Chazz sah dem Jüngeren ins Gesicht. >>Ich sagte, zeig es mir. Tu es doch einfach.<< Er legte seine Finger an die Lippen des Braunhaariges. >>Sag nichts.<<
Jaden nickte leicht, richtete die Augen in die dunklen Seen ihm nur wenige Zentimeter entfernt. Sofort entstand eine Art Sog, und ohne es Beschreiben zu können wusste Jaden, was er jetzt wollte. Er wollte Chazz spüren, nah spüren.

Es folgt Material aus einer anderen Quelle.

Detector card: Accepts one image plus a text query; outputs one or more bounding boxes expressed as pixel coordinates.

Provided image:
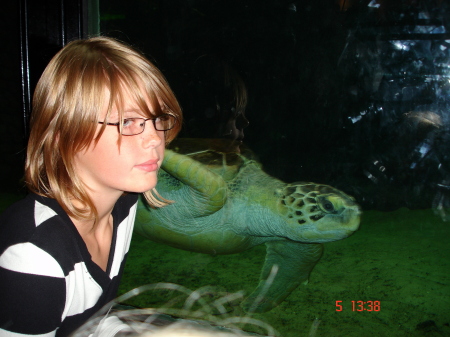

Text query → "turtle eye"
[321,199,335,213]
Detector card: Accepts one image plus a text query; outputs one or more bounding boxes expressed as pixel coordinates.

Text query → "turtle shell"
[168,138,257,181]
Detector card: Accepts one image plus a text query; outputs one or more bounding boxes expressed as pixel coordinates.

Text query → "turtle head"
[278,183,361,243]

Er hob die Hand und strich dem Schwarzhaarigen sanft über die Wange, über die weiche, blasse Haut. Jaden hob den Kopf leicht an, Chazz senkte seinen ein bisschen, ein letzter Blick, das Einverständnis geben, und ihre Lippen berührten sich. Zunächst ganz scheu, dann immer öfter, fordernder. Chazz ließ seine Hand über Jadens Brust wandern, über das dunkle Shirt, und Jaden unterbrach den Kontakt für drei Sekunden, um den Schwarzhaarigen nochmal anzusehen. Was beide in diesem Moment spürten, blieb in ihnen, und nur in ihnen. In ihren Herzen, die in diesem Gefühl wirklich nur für den anderen schlugen. Ihre Lippen vereinten sich wieder, und Chazz fuhr über Jadens Schultern, um ihn von seiner Jacke zu befreien. Er fuhr mit den Fingerspitzen über die Halsbeuge des Kleineren, der etwas zusammen zuckte und den Bund ihrer Lippen löste. >>Das kitzelt.<<, flüsterte Jaden grinsend. >>Sollte es auch.<<, neckte Chazz, und drückte Jaden sanft nach hinten, sodass er auf dem Braunhaarigen lag. Er begann seinen Hals zu küssen, jedes Stück der weichen, leicht gebräunten Haut zu spüren, zu schmecken, zu fühlen. Jaden wisperte ihm etwas ins Ohr, und strich über den Rücken des Größeren. Dieser ließ von dem Hals Jadens ab, und fuhr langsam unter das schwarze Shirt. Er schob es immer weiter hoch, und begann den Bauch von Jaden sanft zu küssen. Jaden kicherte vergnügt. >>Ist ja nicht zum aushalten!<<, lachte er. >>Oh<<, unterbrach Chazz seine Liebkosungen, >>Das wird noch viel schlimmer.<< Beide grinsten sich an, Jaden zog Chazz Kopf an sich heran und küsste ihn wieder. Er strich mit der Zunge über die Lippen des Schwarzhaarigen, schmeckte die leichte Süße an Chazz‘ Haut. Nachdem er noch ein weiteres Mal um Einlass bat, öffnete Chazz leicht die Lippen, und ihre beiden Zungen kosteten von einander, spielten miteinander, und schließlich entbrannte ein sehr spielerischer Kampf, und Jaden fing plötzlich an zu kichern. Chazz unterbrach den Kuss. >>Was hast du?<<
>>Nichts<<, kicherte Jaden und sah den Älteren mit verklärten Augen an. Chazz hatte das Gefühl, als ob Jaden nicht genau wusste, ob er gerade weinte oder lachte. Er wusste es auch nicht. Seine Augen zeichneten etwas wie Angst, sein Lächeln war unbezahlbar und zuckersüß. >>Was ist denn los?<<
>>Gar nichts...<< Jetzt fing Jaden an zu schluchzen. Sofort setzte sich Chazz auf, und ließ dem Kleineren somit Raum, dasselbe zu tun. >>Es ist nichts...<<
>>Du fängst doch nicht an zu weinen, wenn nichts ist?<<, fragte Chazz vorsichtig nach. Er konnte nicht wirklich einschätzen, was mit seinem Gegenüber los war. Jaden legte sein Gesicht in die Hände und atmete tief durch.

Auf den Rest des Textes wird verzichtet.